Emperyalistler, 99 yıl önce kaybettikleri bu savaşı, uğradıkları bu müthiş hezeyanı unutamadılar. Sömürdükleri diğer mazlum halklara umut olmasını, yeni bağımsızlık mücadelelerine örnek olmasını sindiremediler. Besledikleri derin intikam duygusu ve emperyalist emellerini hayata geçirme arzusuyla pusuya yattılar. Vatanımızı topuyla, tüfeğiyle işgalinde başarılı olamayan emperyalist çakallar bu kez başka bir yol izlediler; ekonomik, siyasi olarak ablukaya aldılar, kendilerine bağımlı hale getirdiler ülkemizi. İşbirlikçilerini iktidara getirerek, planlarını onların eliyle hayata geçirdiler. Sevr adıyla yırtılıp suratlarına fırlatılan hedeflerini, allayıp pullayarak yeniden getirdiler önümüze. Ülkemizi 1950 yılından bu yana AB-D Emperyalistlerinin belirledikleri hain işbirlikçileri yönetmektedir ve bunların tamamı bu projeyi hayata geçirmek için çalışmıştır. Yoksulluk cehenneminde yanan, CIA İslamı’yla uyuşturulan halkımız, 70 yıldan bu yana emperyalizmin uşaklarına mahkum edilmiş durumdadır.
Bütün bu uğraşlarının sebebi Birinci Kurtuluş Savaşımız’ın intikamını almak, Yeni Sevr’i yani bugünkü adıyla Büyük Ortadoğu Projesi’ni hayata geçirmek, vatanımızı üç parçaya bölmektir. İşte bu yüzden Birinci Ulusal Kurtuluş Savaşımızın izlerini silmeye çalışmakta, yakaladıkları her fırsatta Mustafa Kemal’e ve silah arkadaşlarına hakaretler savurmaktalar.

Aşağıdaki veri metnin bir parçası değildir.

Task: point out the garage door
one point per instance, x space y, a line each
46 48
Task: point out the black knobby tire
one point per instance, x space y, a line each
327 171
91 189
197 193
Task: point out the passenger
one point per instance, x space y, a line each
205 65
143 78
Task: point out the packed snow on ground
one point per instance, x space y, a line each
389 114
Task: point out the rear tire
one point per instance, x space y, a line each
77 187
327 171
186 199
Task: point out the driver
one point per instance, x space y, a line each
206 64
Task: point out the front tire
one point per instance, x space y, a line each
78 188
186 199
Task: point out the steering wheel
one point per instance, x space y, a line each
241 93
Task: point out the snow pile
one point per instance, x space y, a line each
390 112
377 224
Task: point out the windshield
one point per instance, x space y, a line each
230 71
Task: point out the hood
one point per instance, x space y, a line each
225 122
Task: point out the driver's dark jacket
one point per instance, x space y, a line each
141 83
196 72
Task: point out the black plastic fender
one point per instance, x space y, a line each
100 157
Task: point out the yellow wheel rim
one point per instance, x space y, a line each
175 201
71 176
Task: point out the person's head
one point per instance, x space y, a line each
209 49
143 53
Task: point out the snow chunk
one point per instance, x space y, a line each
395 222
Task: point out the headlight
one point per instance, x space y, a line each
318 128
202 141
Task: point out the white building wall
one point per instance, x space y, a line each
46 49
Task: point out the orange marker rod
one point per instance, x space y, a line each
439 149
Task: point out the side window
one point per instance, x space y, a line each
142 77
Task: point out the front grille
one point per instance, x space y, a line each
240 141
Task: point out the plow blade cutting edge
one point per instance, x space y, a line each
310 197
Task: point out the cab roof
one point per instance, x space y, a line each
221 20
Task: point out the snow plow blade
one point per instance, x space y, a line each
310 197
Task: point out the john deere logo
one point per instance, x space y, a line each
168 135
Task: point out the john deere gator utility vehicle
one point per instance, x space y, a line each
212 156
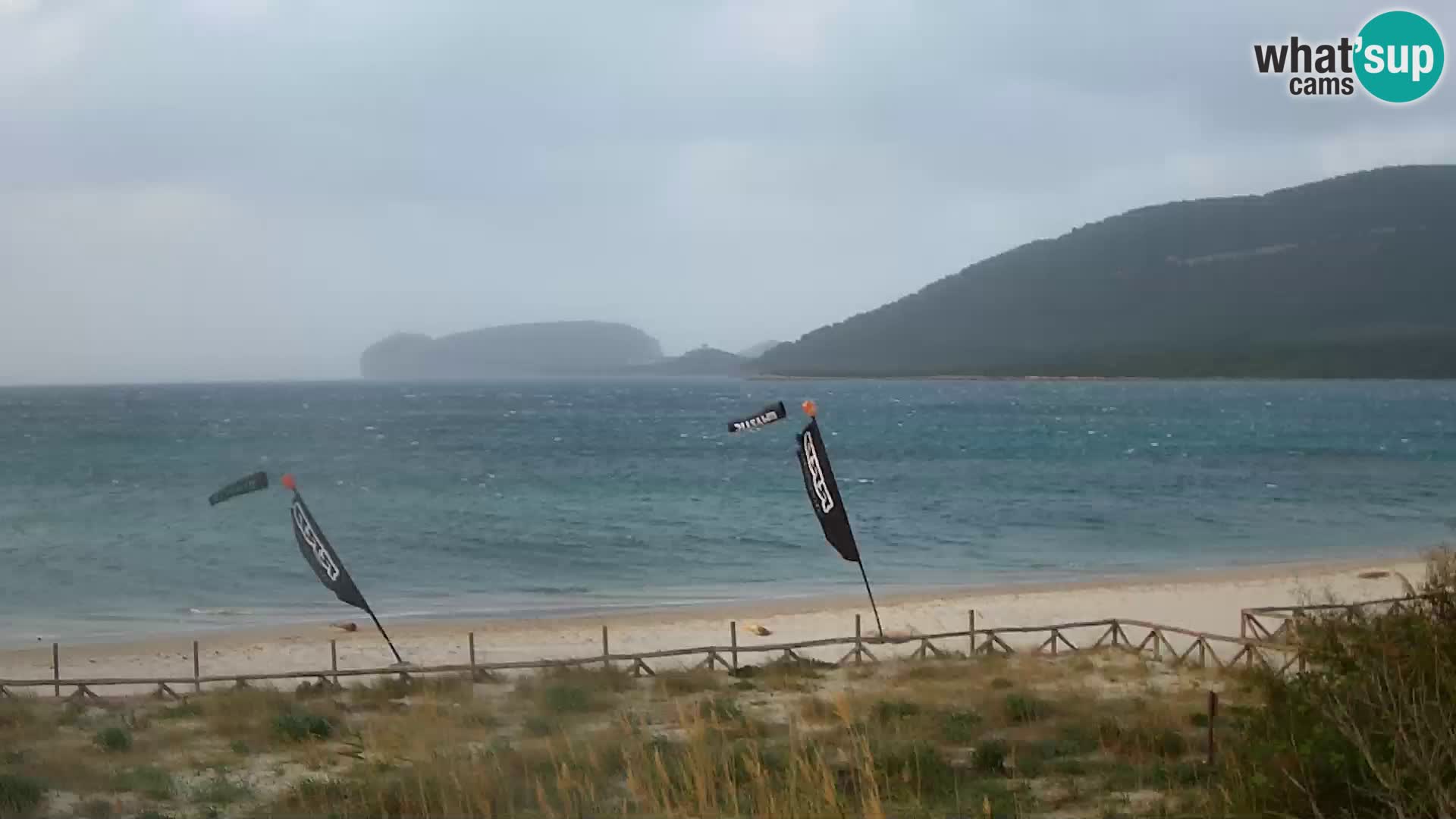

Çünkü “Ya İstiklal Ya Ölüm” diyerek emperyalistleri denize döken Mustafa Kemal ve Birinci Kuvayimilliyecilerin Antiemperyalist ruhlarından hala korkmaktalar.
Yerli ve yabancı Parababaları, işbirlikçileri AKP’giller eliyle halklarımızı işsizlik ve pahalılık cehenneminde cayır cayır yakmaktadır. Bu gerici, asalak, halk düşmanı güruh ülkemizi Ortaçağ karanlığına götürmektedir.
İnsanlığın baş düşmanı ABD Emperyalistleri Büyük Ortadoğu Projesi ile Ortadoğu Halklarına kan ağlatmakta, zulüm, açlık ve sefaleti reva görmektedir. Ortadoğu coğrafyası Emperyalistlerin kanlı planlarıyla sömürgeleştirilmeye mahkûm edilmektedir. Büyük Ortadoğu Projesi çerçevesinde 1990’dan bu yana 10 milyon masum Müslüman katledilmiş, Irak, Libya ve Suriye fiili olarak parçalara bölünmüştür.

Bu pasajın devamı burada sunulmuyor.